Kings County Register

All the “little fingers” of various community health-fostering agencies make it work, said one man congratulating the volunteers on the Western Kings Community Health Board.

Charles Fraser, chairman of the Western Kings Memorial Health Society, said the partnerships between his own group, the CHB and others “reach out and make health happen.”

The CHB held its annual meeting June 11 in Berwick, at the WKM Health Centre.

Guest Steve Hemmingway, a volunteer on the Annapolis Valley Health district health board, also commended the CHB for its work. “It’s a pleasure to work with our five CHBs - but we’re required by law to do it,” Hemmingway said. “The work done by the CHBs makes it easy for our staff to meet critical health needs of our community in our business plan - that all rolls out into a $100 million budget, a year’s worth of work.”

The biggest project in the last year, and continuing this year, is a shared community health planning project. WKCHB chairman Bob Connell says it has “been a huge project, and we think it will set a standard for Nova Scotia, even Atlantic Canada.”

The project started last year, with the five CHBs and AVH setting out plans to update health priorities for 2010. They reviewed survey procedures and questions, which was actually done by telephone through April. The first results are back, and numbers and feedback will be reviewed over the next few months to set the Valley’s overall health priorities for the next few years. “There isn’t really anything we can’t do to create health in our community when we’re all here together,” said Janet Knox, AVH’s chief executive officer.

The WKCHB invited two of its own health-promoting partners, recipients of seed funding for local projects, to come in as guest speakers and describe their programs.

Carson Herrick from the Cornwallis River Pathways Society said the WKCHB’s $750 is going into $48,600 worth of trail upgrades planned this year along the six-kilometre active transportation trail on the old railbed from Cambridge to the Kentville town line. That includes trail resurfacing, signage, rest areas, access barriers and information kiosks.

Jennifer Longely runs the VON’s bereavement support groups in Kentville, Berwick and Bridgetown. The CHB provided funds to the Berwick program, based out out of the WKM the first and third Tuesdays of the month at 10 a.m. She said grief is a journey, and family, friends and professional resources - a family doctor or mental health programs - are busy, often scattered and ready to move on with life perhaps before individuals are ready to be left alone.
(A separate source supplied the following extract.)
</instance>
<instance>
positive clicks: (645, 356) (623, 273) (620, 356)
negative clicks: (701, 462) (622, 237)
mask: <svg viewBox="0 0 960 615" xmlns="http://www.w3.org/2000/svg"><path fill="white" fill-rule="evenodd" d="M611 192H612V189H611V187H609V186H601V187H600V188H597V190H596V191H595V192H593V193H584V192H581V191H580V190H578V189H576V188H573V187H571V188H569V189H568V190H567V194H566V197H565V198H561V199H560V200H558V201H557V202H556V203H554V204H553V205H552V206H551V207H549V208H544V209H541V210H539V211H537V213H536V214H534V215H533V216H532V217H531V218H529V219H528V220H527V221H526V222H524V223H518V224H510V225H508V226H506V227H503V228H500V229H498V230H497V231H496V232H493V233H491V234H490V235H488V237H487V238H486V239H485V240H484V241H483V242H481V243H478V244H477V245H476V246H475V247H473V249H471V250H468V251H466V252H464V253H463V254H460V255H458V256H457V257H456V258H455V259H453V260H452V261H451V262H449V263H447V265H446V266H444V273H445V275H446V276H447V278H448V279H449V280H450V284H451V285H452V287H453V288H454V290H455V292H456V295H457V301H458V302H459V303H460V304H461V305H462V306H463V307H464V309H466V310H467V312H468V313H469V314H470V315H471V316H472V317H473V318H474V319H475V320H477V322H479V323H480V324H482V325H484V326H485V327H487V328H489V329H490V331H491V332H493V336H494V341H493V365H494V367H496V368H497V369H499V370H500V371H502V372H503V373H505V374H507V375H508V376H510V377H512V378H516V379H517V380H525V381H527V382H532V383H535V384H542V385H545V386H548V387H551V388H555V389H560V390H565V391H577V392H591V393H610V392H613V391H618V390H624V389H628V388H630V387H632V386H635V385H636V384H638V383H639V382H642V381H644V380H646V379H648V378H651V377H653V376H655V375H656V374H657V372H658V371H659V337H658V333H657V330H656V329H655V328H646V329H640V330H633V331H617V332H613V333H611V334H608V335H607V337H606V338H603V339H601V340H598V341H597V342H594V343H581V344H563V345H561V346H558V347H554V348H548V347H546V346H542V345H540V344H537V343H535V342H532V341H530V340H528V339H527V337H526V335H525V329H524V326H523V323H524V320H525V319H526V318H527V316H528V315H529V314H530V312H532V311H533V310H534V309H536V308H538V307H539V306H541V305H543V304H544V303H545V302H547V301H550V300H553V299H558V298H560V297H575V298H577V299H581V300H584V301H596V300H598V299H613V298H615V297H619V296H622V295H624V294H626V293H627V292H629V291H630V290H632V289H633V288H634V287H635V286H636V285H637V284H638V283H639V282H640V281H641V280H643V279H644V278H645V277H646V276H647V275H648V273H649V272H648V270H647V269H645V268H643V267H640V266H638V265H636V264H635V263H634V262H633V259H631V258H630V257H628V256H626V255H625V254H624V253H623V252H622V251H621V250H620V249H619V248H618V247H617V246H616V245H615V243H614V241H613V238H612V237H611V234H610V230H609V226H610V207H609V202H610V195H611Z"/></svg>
The funding has provided some DVD and book resources.

Connell said hearing about just these two programs of the handful the WKCHB is able to fund each year is satisfying. “Our annual meeting is an opportunity each year for us to do our business, but also celebrate our accomplishments as a community health board. “We are volunteers, but we take it very seriously.”

Connell was acclaimed as CHB chairman, with Roy Quartermain as vice-chairman and Tina Lonergan as secretary/ treasurer also acclaimed.